That is great! I’m still laughing.

 
Comment by Luzclarita
2007-04-16 13:02:08

I thought we made Mexicans do the work that Americans won’t do.

Comment by Rev. Dan
2007-04-16 13:55:16

I had it that migrants who come here are usually hired to do manual labor since that’s actually possible. The programming and tech. stuff often goes to India or China where there’s been more training and investment to do service and support-style labor.

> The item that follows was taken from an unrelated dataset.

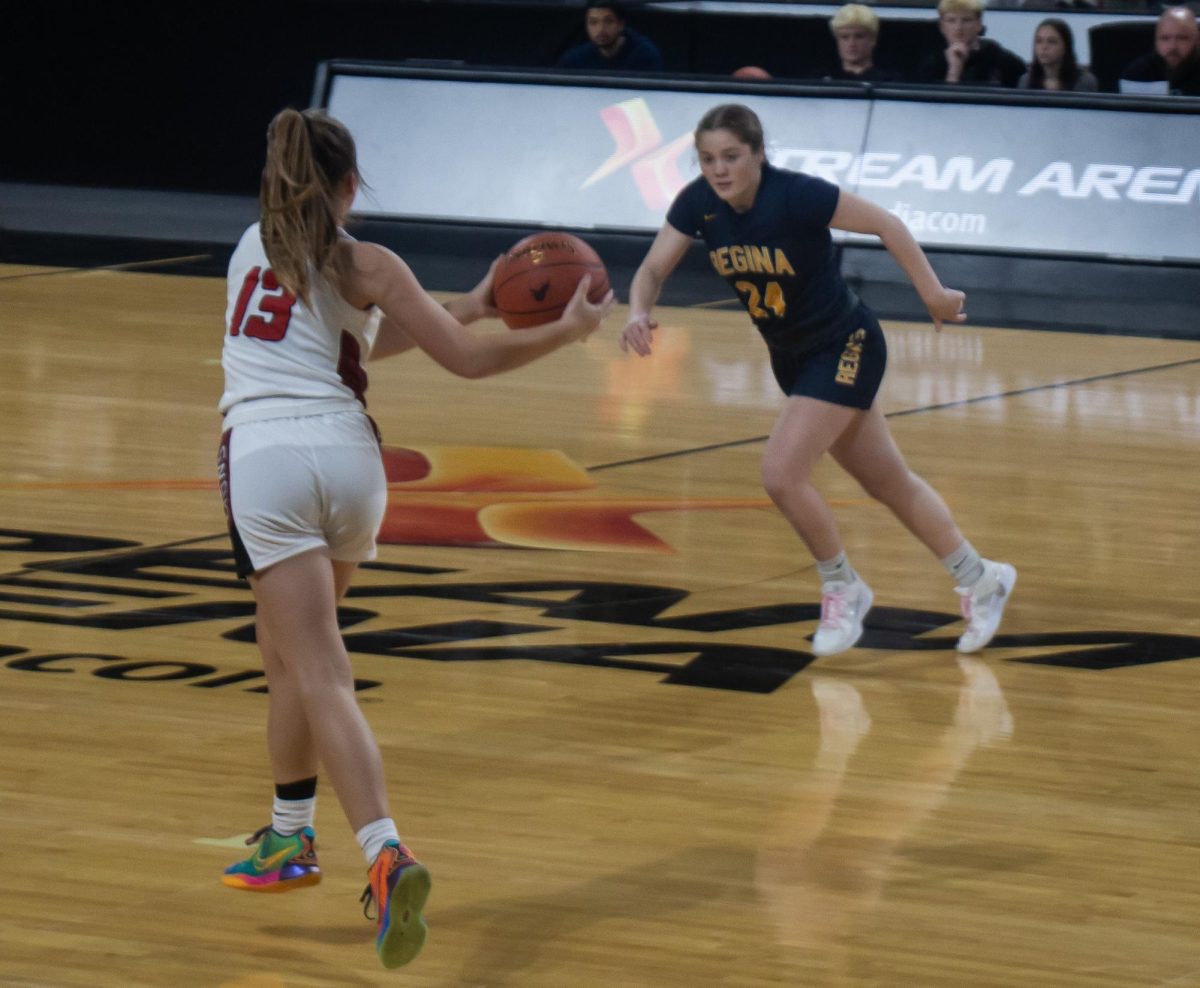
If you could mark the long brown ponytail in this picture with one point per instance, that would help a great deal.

But we all know that all Mexicans, Hispanics, and Latinos (and anybody “too tan” [live movie stars in CA] are all Catholics, and we all know that the Catholic Church is the Whore of Babylon. Therefore, if anybody called and heard someone pray with a Latin accent that they’d be truly calling a “demonic call center” instead of just a weird Hindoo or Voodoo or Bhudduslam or whatever it’s called one. Those other people are just misguided ’cause they grew up in a primitive culture… it’s the Catholics who are the Antichrist. You can’t have the Antichrist as your prayer partner, now can you?

 
 
Comment by Weasel
2007-04-16 20:40:33

A prayer hotline may be the laziest thing I’ve ever heard of.

Comment by Rev. Dan
2007-04-16 22:48:32

Lazier than this blog’s primary author? C’mon!?

 
 
Comment by Mark
2007-04-21 10:01:01

Isn’t LarkNews.com a humour site? I don’t think they intend their articles to be taken seriously. I mean, “‘Proverbs 31 husband’ justifies beer habit”? That’s only marginally less satirical than something you would see on The Onion.